Her mouth, soft and scared, pressed into a line. “My name is Natalie.”

“Natalie,” he repeated, tonelessly.

“I ran into the princess in, ah—” She cleared her throat. “In London. We were surprised, as you might imagine, to see...” She waved her hand in that way of hers, as if what she was saying was reasonable. Or even possible. Instead of out-and-out gibberish. “And it seemed like a bit of a lark, I suppose. I got to pretend to be a princess for a bit. What could be more fun? No one was ever meant to know, of course.”

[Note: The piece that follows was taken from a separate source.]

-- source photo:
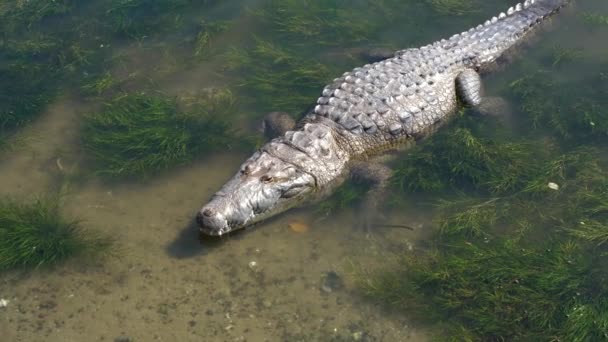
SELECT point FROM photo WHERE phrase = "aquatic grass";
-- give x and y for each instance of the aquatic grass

“I beg your pardon.” He still couldn’t move. He thought perhaps he’d gone entirely numb, but he knew, somehow, that the paralytic lack of feeling was better than what lurked on the other side. Much better. “But where, precisely, is the real princess in this ludicrous scenario?”

“Geographically, do you mean? She’s back in London. Or possibly Spain, depending.”

“All tucked up in whatever your life is, presumably.” He nodded as if that idiocy made sense. “What did you say your name was, again?”

She looked ill at ease. As well she should. “Natalie.”

“And if your profession is not that of the well-known daughter of a widely renowned and ancient royal family, despite your rather remarkable likeness to Princess Valentina, dare I ask what is it that you do? Does it involve a stage, perhaps, the better to hone these acting skills?”

“I’m a personal assistant. To a very important businessman.”

“A jumped-up secretary for a man in trade. Of course.” He was getting less numb by the second, and that was no good for anyone—though Rodolfo found he didn’t particularly care. He hadn’t lost his temper in a long while, but these were extenuating circumstances, surely. She should have been grateful he wasn’t breaking things. He shook his head, and even let out a laugh, though nothing was funny. “I must hand it to you. Stage or no stage, this has been quite an act.”

She blinked. “Somehow, that doesn’t sound like a compliment.”

“It was really quite ingenious. All you had to do was walk in the room that day and actually treat me like another living, breathing human instead of a cardboard cutout. After all those months. You must have been thrilled that I fell into your trap so easily.”

The words felt sour in his own mouth. But Valentina only gazed back at him with confusion written all over her, as if she didn’t understand what he was talking about. He was amazed that he’d fallen for her performance. Why hadn’t it occurred to him that her public persona, so saintly and retiring, was as much a constriction as his daredevil reputation? As easily turned off as on. And yet it had never crossed his mind that she was anything but the woman she’d always seemed to be, hailed in all the papers as a paragon of royal virtue. A breath of fresh air, they called her. The perfect princess in every respect.

He should have known that all of it was a lie. A carefully crafted, meticulously built lie.

“The trap?” She was shaking her head, looking lost and something like forlorn, and Rodolfo hated that even when he knew she was trying to play him, he still wanted to comfort her. Get his hands on her and hold her close. It made his temper lick at him, dark and dangerous. “What trap?”